I have great respect for Buijsman’s formula-free approach and I think his book has the potential to contribute to vitalizing the public discourse around what mathematics is and how it is applied in our daily lives, especially among young people.

However, sometimes a purely textual approach leads to difficulties in clearly describing the properties of the mathematical concepts involved, which limits the understanding of their interactions. In Buijsman’s book this limitation is most clearly visible in his treatment of differential and integral calculus, where he avoids the fundamental theorem that states that **differentiation** and **integration** – when expressed properly – **are inverse processes of each other**. Unfortunately, in English, the verb “differentiate” does not mean “producing the differential” of a function – as one would expect – but rather “producing the derivative” of the function.
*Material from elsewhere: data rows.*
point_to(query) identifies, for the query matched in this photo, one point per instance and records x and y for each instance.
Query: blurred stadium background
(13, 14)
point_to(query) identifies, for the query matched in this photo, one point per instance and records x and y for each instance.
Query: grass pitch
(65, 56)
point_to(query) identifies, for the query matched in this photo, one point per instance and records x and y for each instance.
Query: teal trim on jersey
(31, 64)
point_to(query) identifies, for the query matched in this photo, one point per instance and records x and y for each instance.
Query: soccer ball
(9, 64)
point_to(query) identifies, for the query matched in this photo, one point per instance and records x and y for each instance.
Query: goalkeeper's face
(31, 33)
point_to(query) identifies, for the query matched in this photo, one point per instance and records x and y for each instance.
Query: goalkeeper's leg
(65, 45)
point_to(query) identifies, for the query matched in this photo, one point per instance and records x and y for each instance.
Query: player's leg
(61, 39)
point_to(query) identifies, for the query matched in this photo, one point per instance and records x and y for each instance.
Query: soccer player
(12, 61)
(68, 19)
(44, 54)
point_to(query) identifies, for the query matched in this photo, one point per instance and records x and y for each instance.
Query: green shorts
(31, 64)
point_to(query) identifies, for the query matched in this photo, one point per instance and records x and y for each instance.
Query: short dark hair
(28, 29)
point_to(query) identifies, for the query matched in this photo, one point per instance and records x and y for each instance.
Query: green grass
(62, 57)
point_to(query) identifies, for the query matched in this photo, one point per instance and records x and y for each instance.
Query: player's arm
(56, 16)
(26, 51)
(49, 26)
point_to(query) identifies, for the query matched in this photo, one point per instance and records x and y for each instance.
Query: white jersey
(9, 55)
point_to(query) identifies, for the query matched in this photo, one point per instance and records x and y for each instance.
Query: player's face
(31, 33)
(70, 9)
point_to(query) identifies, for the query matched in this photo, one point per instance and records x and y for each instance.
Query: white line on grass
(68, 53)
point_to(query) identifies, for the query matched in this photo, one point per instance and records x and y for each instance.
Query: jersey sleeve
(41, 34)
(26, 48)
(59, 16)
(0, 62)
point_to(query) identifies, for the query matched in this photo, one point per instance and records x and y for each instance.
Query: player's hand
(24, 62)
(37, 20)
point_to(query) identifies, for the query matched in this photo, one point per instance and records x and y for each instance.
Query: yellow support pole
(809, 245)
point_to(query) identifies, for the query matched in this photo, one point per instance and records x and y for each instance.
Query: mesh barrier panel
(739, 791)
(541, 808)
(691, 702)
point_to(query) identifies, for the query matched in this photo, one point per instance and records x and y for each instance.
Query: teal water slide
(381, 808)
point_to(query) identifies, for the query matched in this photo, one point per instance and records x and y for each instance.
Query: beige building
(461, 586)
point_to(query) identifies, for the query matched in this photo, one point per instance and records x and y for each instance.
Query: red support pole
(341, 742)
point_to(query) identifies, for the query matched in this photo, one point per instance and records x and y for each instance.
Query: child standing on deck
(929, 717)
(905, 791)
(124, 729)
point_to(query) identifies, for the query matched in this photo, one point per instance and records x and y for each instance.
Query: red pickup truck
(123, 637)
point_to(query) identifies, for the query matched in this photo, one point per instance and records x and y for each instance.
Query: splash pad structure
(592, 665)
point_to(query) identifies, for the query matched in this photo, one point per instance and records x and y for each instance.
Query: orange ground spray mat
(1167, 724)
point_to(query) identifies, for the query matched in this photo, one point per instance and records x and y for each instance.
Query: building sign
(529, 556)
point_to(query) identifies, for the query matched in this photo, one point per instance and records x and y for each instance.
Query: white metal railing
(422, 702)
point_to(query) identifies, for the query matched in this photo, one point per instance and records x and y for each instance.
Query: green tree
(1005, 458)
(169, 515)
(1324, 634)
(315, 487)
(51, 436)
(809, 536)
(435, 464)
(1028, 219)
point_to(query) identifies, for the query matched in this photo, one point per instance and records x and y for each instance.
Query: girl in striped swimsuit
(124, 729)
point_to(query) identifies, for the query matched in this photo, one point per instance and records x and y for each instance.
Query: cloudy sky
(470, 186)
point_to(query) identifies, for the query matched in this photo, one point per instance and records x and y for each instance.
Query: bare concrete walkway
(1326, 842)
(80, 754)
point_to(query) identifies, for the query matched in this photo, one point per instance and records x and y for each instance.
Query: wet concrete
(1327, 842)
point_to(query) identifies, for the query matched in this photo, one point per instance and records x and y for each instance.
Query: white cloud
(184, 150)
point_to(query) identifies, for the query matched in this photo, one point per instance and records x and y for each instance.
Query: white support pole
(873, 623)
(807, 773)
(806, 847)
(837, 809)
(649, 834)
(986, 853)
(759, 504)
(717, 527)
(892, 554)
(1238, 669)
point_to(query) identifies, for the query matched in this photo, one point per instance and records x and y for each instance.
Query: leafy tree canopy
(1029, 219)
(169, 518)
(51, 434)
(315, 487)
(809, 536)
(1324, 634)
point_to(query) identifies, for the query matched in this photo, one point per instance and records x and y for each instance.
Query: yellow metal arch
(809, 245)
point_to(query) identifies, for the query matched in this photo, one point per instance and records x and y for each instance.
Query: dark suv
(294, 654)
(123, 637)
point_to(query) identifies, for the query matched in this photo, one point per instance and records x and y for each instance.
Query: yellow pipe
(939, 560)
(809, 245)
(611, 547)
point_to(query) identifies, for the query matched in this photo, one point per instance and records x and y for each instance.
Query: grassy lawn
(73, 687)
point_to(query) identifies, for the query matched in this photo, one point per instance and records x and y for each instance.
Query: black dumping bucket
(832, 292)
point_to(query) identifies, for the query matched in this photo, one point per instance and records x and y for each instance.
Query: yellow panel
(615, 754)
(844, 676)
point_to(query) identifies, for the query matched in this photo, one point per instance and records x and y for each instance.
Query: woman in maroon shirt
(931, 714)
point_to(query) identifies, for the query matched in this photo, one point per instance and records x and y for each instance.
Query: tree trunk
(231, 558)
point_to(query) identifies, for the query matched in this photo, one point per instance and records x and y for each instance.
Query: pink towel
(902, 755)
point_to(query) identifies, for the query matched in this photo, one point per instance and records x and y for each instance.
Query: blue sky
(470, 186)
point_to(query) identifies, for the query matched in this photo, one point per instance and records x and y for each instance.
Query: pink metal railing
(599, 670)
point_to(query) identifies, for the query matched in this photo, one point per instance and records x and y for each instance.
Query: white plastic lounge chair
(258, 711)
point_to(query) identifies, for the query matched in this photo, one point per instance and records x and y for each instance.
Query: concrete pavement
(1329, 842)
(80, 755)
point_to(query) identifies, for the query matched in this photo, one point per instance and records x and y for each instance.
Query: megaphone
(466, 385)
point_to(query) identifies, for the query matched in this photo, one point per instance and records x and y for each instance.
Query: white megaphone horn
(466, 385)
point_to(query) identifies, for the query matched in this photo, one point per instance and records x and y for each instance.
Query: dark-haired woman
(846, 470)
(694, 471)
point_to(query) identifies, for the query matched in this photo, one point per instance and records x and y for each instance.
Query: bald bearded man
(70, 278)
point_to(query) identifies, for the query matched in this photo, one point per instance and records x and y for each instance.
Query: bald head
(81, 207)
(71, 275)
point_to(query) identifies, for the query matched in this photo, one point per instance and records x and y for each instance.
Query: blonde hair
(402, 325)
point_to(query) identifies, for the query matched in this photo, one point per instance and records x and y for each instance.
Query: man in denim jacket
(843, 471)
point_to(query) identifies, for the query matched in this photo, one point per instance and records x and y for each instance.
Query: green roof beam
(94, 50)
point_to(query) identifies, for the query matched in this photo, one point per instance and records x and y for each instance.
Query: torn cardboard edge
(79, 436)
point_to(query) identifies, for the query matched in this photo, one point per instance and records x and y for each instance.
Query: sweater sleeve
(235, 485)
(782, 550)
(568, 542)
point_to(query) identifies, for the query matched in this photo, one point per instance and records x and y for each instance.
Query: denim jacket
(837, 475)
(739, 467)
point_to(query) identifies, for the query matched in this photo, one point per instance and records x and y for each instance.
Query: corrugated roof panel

This linguistic incongruity makes it hard to carry out a more detailed discussion of the interaction of differentiation and integration. My page on Förändringsteori (= change theory) tries to throw some light on this situation – albeit in Swedish – and my page on Osäkerhetsteori (= uncertainty theory) tries to explain the connection between the concepts of **integral** and **derivative** in **infinitesimal calculus**, and their application counterparts, the concepts of **distribution function** and **density function** in **probability theory**.

Because of the many qualities present in Buijsmans formula-free descriptions of encounters with every-day mathematics that affect our lives in various ways, I have been inspired to embed his book in an “abstract space suit”, by which I mean a formula-based, and web-supported information layer “on top” of the book. This abstract layer has the potential to connect the formula-free stories to more traditional formula-based ones – mathematical stories that are “floating around” in abstract space – above the purely verbal ones.

To this aim I have made use of links to both Wikipedia and YouTube, and also to the Mathematical Explainatorium that has been created by the KMR-group at KTH over the past two decades. Hopefully, some of these formula-based stories could come under the scrutiny of some readers as a result of engaging with their verbal counterparts that are so vividly expressed in Buijsman’s book.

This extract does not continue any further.